The Channel F included the gaming world’s first digital, at-home joystick, and even featured the first-ever “pause” button for a gaming console. But, mostly it stood out because players could swap out different video game cartridges.
Lawson’s team had to build a special mechanism that allowed you to insert and remove cartridges over and over again “without destroying the semiconductors” or even causing a small explosion from static electricity.
“Nobody had the capability of plugging in memory devices in mass quantity like [that] in a consumer product,” Lawson said in 2009. “Nobody.”
A lasting legacy — especially for Black engineers
When the Channel F hit the market in 1976, Lawson said, Fairchild’s competitors “were so afraid of the cartridge concept, that it was going to put them out of business.”
But Fairchild only sold about 350,000 units before selling its gaming technology to electronics company Zircon in 1979. Zircon canceled the Channel F a few years later.
Atari was “close on our heels,” Lawson admitted. The gaming company released its own console with interchangeable cartridges and a joystick just a year later, in 1977 — and the Atari 2600 went on to sell more than 30 million units in its lifetime.
In 2015, Fast Company noted that Atari defeated the Channel F primarily because it had a brand name gamers already knew and an existing catalog of popular games, like “Pac-Man.”
Lawson left Fairchild in 1980 and founded Videosoft, which made gaming software for the Atari 2600 and other developers.
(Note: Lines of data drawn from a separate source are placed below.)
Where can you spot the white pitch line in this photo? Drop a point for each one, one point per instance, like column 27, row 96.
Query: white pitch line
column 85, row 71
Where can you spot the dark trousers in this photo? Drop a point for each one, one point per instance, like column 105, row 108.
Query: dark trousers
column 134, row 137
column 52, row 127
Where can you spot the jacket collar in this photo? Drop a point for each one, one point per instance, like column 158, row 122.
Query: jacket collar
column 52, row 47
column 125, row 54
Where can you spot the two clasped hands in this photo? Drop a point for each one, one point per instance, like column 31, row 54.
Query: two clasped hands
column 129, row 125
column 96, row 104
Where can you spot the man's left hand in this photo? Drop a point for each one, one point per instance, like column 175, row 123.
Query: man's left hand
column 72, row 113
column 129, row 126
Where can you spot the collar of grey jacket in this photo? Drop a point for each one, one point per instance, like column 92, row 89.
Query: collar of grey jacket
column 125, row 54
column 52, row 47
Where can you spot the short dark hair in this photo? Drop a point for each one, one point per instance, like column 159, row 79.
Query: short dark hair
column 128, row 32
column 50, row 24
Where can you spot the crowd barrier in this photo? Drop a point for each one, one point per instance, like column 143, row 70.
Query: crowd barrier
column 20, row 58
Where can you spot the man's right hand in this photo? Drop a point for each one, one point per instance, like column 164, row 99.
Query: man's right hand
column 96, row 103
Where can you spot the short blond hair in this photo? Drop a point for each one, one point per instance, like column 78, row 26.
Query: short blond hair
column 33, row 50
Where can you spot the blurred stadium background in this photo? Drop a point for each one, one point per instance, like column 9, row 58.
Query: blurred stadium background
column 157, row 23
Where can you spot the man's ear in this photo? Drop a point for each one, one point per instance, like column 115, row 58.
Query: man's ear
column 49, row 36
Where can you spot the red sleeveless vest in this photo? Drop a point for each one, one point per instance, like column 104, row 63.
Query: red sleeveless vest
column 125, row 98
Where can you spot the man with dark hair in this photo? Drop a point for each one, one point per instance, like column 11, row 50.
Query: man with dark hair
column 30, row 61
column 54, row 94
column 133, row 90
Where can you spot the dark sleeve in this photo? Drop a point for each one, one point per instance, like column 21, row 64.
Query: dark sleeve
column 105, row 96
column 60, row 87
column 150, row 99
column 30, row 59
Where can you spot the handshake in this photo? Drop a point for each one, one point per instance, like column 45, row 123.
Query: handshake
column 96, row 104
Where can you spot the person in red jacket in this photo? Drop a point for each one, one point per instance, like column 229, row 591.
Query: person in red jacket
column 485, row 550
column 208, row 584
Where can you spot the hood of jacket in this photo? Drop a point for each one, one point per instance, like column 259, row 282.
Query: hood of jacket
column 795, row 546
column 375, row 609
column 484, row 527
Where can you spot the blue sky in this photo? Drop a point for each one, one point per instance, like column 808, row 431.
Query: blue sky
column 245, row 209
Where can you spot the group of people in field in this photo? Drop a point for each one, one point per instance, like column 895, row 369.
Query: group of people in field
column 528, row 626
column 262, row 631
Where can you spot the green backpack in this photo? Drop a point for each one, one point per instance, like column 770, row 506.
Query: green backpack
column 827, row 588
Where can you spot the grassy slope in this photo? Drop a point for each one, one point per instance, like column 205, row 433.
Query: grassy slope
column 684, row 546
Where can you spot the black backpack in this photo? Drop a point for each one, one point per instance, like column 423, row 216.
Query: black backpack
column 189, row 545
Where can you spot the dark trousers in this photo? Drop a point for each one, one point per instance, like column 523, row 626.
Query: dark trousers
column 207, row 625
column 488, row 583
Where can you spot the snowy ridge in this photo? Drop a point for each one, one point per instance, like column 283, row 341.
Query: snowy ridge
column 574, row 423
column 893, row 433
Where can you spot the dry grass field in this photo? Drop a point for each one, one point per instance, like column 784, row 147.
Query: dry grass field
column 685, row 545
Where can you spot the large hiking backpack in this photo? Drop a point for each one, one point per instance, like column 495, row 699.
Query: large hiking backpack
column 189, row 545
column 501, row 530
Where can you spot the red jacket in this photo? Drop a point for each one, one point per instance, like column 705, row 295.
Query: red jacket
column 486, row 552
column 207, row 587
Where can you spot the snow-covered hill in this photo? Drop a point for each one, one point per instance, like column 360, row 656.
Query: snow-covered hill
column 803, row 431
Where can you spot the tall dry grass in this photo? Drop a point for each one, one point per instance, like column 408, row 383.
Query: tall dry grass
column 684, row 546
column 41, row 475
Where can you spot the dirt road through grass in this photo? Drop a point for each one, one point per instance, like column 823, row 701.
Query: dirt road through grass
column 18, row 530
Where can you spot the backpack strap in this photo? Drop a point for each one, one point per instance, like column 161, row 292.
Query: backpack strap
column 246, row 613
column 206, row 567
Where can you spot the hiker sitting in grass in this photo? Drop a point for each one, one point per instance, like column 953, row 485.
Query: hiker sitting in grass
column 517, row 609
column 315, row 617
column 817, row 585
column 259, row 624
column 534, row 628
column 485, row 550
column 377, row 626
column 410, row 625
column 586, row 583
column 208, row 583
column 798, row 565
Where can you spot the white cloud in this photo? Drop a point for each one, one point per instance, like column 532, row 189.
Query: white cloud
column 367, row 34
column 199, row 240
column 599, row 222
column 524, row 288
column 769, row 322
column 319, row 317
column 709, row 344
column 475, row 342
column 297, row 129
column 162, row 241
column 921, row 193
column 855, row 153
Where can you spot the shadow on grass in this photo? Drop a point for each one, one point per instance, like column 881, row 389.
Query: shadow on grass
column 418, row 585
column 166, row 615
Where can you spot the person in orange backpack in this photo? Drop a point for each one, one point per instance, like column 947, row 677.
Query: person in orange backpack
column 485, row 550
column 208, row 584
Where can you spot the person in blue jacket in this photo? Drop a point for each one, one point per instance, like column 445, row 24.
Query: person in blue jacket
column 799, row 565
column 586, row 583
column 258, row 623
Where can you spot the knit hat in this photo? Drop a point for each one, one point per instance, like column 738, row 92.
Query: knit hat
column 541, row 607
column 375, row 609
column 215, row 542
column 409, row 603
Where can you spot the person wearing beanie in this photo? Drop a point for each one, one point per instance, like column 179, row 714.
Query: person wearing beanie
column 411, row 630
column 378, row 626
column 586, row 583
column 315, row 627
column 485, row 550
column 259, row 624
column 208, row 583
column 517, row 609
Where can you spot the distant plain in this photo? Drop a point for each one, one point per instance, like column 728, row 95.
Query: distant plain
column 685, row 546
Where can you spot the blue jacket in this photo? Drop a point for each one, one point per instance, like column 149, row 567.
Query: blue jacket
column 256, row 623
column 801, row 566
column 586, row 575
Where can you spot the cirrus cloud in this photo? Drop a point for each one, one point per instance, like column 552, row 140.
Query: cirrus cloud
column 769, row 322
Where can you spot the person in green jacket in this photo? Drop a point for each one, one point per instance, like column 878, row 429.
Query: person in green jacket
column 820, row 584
It was “likely the earliest Black-owned game development company,” according to the National Museum of Play in Rochester, New York.
The company only lasted a few years, but Lawson spent the rest of his career consulting for gaming and tech companies, and mentoring Stanford University engineering students, according to his 2011 obituary in The Los Angeles Times.
Lawson said in his 2009 interview that he hoped his career could inspire other Black students to get into engineering and the gaming industry. The industry still struggles with diversity today: A 2020 report from the International Game Developers Association (IGDA) found that only 2% of developers in the industry identified as Black.
Still, Lawson’s influence lives on through an annual IGDA award meant to highlight the work of minority developers in the industry, as well as a University of Southern California endowment fund in his name supported by Microsoft and video game company Take-Two Interactive.
Announcing the fund, which is for Black and Indigenous students studying video game design, USC described Lawson in May as “one of the fathers of modern gaming.”
That, it seems, is also how Lawson saw himself.
“You had to be a maverick to get things done,” Lawson remarked in his 2005 speech. “To break new horizons, you had to break some rules.”